Daniel Medin is an editor and a professor of comparative literature at the American University of Paris, where he teaches classes on contemporary world literature; writing from Central Europe; the history and culture of Berlin and Vienna; and editorial practice. His research is principally concerned with twentieth- and twenty-first century fiction, with an emphasis on the work and global reception of Franz Kafka. He is associate director of AUP’s Center for Writers and Translators, and one of the editors of its Cahiers Series (published jointly with Sylph Editions in London). He is also co-editor of Music & Literature magazine, edits The White Review’s annual translation issue, and advises several journals and presses on contemporary international fiction. A judge for the Best Translated Book Award in 2014 and 2015, he served on the jury of the 2016 Man Booker International Prize.

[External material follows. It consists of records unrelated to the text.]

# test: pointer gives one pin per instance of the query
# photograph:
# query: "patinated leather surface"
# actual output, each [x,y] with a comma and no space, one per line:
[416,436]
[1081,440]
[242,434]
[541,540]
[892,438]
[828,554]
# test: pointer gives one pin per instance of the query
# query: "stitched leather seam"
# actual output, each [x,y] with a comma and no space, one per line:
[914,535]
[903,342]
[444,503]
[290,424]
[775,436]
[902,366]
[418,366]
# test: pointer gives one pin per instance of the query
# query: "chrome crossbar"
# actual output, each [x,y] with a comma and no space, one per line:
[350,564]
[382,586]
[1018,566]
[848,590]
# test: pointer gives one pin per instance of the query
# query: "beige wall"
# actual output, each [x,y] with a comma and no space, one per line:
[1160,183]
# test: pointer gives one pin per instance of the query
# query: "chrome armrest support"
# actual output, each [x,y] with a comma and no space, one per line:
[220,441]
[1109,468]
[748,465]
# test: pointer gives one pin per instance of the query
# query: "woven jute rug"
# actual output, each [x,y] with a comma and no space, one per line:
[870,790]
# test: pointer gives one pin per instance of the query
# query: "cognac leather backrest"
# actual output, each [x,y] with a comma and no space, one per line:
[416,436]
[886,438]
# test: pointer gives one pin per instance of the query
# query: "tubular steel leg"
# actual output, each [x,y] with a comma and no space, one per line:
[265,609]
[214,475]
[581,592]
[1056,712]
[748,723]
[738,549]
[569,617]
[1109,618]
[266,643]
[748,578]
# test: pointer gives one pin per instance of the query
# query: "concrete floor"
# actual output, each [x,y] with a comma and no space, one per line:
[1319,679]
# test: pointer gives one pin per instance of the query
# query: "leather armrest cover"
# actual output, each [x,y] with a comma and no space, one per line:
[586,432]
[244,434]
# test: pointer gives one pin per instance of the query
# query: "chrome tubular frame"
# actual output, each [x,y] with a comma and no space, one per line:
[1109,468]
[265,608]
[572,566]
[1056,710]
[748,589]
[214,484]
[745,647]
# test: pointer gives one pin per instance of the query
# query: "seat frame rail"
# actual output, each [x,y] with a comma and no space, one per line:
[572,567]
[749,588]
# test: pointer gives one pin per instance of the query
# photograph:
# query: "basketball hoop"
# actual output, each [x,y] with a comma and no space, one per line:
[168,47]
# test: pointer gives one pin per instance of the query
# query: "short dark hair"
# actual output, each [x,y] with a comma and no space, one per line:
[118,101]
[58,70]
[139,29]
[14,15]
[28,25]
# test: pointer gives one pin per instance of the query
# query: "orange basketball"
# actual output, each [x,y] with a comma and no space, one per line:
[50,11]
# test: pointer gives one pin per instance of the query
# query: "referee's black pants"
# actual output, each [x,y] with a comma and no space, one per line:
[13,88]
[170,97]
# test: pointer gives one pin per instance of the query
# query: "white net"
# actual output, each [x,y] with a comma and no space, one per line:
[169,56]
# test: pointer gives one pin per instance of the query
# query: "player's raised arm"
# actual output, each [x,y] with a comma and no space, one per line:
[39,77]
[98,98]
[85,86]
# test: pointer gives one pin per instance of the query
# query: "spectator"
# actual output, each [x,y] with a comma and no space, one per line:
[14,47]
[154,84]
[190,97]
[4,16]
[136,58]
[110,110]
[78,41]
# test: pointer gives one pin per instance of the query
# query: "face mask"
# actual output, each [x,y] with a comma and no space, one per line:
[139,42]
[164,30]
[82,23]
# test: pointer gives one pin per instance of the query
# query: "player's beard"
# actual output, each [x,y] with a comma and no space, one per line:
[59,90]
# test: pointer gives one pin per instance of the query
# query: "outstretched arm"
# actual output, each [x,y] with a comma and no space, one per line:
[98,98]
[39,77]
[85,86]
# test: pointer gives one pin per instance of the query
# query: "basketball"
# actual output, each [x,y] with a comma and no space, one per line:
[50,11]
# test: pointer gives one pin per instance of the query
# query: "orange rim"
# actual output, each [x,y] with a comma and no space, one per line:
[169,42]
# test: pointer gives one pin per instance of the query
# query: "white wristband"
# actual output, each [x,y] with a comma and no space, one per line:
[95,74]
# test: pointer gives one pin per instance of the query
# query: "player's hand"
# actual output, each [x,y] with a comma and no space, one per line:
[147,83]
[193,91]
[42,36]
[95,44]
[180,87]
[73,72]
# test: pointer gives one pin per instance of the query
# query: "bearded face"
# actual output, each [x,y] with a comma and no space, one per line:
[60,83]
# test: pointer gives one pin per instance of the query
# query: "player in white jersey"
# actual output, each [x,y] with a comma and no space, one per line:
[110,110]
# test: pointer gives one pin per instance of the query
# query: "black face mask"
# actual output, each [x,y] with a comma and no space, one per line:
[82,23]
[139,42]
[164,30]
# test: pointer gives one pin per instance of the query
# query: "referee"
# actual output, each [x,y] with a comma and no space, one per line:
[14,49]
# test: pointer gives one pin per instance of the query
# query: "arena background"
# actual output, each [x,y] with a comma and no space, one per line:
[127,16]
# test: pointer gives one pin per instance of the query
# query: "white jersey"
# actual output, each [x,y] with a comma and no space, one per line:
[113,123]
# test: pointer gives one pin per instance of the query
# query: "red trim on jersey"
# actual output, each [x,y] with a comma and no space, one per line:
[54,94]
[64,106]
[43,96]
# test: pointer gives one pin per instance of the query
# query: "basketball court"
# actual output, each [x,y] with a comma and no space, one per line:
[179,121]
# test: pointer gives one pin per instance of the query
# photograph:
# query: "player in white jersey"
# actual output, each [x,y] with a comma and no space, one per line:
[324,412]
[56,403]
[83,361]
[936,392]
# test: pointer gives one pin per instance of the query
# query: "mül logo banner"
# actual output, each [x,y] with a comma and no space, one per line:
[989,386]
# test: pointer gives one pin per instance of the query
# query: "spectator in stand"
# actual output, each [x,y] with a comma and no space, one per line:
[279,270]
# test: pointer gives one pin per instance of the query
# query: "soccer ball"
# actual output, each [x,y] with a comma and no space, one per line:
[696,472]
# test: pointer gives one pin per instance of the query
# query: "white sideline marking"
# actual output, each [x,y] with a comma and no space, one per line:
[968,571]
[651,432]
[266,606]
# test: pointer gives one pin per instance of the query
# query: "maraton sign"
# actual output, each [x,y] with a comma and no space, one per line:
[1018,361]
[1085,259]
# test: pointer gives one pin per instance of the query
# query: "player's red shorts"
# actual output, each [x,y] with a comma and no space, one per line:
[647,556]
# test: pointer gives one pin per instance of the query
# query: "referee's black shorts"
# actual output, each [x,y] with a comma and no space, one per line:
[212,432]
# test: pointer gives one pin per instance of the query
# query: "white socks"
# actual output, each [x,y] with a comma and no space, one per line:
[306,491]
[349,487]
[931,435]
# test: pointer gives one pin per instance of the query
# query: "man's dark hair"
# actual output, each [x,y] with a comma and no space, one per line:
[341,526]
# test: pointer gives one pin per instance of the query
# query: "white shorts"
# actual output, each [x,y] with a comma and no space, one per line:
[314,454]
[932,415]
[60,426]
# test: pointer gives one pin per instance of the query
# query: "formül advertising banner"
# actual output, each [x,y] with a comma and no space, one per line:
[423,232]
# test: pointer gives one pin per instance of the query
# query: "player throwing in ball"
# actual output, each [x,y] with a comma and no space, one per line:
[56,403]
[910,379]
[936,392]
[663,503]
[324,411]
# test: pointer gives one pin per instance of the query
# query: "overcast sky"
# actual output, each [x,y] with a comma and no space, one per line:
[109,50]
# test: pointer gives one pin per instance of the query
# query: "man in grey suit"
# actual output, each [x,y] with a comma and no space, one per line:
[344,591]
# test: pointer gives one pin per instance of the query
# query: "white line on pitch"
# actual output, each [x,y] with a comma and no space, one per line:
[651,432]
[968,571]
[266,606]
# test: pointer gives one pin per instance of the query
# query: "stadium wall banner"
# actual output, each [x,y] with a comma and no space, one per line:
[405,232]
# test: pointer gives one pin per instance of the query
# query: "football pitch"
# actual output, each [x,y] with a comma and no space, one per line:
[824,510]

Daniela Seel, born in Frankfurt am Main in 1974, is a poet and publisher of kookbooks living in Berlin and Frankfurt am Main. She also works as a freelance editor, organizes, teaches, sits on juries and translates, most recently works by Lisa Robertson and Rozalie Hirs, and is active in the KOOK association and the Netzwerk freie Literaturszene Berlin. She has appeared and collaborated internationally many times, for example with the illustrator Andreas Töpfer and the dancer David Bloom. Daniela Seel published the poetry books ich kann diese stelle nicht wiederfinden (kookbooks 2011) and was weißt du schon von prärie (kookbooks 2015) as well as the radio feature was weißt du schon von prärie (SWR/DLF 2015) together with Frank Kaspar. She has been the recipient of awards such as the Friedrich-Hölderlin-Förderpreis of the City of Bad Homburg, the Kunstpreis Literatur of the Lotto Brandenburg, the Horst-Bienek-Förderpreis of the Bavarian Academy of the Fine Arts and the Mondsee poetry prize as well as fellowships from the Villa Aurora, Los Angeles, the Goethe-Institut Copenhagen (in Reykjavík), the Berlin Senate and the Stiftung Brandenburger Tor.